I am taking a prep-test and did my best to an answer this question but cant seem to get the same answer as was given in the test. I am hoping a member of the forum might be willing to provide some guidance. I will provide my calculations attempt to solve to show I tried first and am not just looking for an answer - I want to learn and the text book is big paper weight with words I dont fully comprehend yet....

The question: A parallel capcitor consists of two aluminum foil sheets of dimensions 3cm x 50cm seperated by a sheet of waxed paper 0.15mm thick. If the dielectric constant of the waxed paper is 4.52, and the dielectric strength is 50, its capacitance is? Answer given by prep-test is 4pf

My attempt at the solution is:
1) convert the area to meters and the distance to meters, divide the area by the distance
2) multiply the product of the above step by the constant epsilon (or 8.85 x 10^-12)
3) multiply the product of the above step by the dielectric constant of the waxed paper 4.52
4) The dielectric strength I dont believe has any bearing on the capacitance as I understand it (or does it?).
((.03m x .5m) / 0.00015m)) x εo = 885.4187817 x 4.52 = 4.0021nf

Any guidance would be awesome!

Thanks

 

Sorry I should add to clarify, my solutions answer is 4.0021nf, whereas the test gives an answer of 4pf

 

I get 4.0002 x 10^-9, which is 4nF

 

I get 4.0002 x 10^-9, which is 4pF

4 * 10^-9 is 4nF
And that's what I make it too.

 

I get 4.0002 x 10^-9, which is 4pF

Thanks for responding Dodgydave... can you let me know where I deviated from looking at my calculations? Am I forgetting to take something into account with my calculations?

This is driving me bananas...

 

I get 4.0002 x 10^-9, which is 4pF

I believe you are mistaken. 1E-9 is a nanofarad.
1E-12 is a picofarad.
I don't know if your math is correct, but your interpretation is wrong.
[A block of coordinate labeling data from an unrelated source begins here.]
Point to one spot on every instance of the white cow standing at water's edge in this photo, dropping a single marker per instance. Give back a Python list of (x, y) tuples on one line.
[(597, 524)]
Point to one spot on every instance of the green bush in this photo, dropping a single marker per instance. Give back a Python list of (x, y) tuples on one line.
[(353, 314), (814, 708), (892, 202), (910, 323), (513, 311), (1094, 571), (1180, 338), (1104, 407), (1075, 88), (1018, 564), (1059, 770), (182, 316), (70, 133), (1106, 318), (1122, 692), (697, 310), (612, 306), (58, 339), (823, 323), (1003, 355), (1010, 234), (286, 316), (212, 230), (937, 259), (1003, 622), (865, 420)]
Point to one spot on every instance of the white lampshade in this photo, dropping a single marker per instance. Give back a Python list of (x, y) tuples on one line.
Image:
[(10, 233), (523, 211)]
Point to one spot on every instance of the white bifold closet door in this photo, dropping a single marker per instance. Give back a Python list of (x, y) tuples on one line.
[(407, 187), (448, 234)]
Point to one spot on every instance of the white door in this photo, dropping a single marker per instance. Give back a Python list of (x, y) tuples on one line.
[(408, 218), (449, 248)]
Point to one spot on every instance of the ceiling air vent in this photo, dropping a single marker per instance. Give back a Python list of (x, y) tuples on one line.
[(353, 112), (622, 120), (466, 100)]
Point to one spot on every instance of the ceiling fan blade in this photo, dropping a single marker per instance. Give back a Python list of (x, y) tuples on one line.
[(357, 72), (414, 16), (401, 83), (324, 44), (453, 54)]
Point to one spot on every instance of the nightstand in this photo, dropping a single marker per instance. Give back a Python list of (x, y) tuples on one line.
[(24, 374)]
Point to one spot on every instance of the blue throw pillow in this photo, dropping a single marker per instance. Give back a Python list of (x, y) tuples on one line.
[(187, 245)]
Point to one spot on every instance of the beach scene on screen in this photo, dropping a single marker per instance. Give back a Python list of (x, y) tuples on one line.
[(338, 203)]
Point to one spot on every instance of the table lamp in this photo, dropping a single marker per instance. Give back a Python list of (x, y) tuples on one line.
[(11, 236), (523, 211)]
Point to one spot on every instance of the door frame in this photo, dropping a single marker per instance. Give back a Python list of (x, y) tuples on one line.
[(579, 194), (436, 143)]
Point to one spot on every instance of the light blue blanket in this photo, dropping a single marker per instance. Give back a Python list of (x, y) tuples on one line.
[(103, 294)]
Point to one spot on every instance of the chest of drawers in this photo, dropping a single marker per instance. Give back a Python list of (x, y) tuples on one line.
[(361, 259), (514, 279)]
Edit: Albert got here first.

 

Oh wait, sorry read your reply wrong I guess.... you are saying it is 4nf right?

 

Yes. Your answer is correct and the test answer was incorrect, provided you gave us the same numbers and units as are shown in the test.

 

Yes. Your answer is correct and the test answer was incorrect, provided you gave us the same numbers and units as are shown in the test.

Thanks DickCappales! My sanity is sound once again!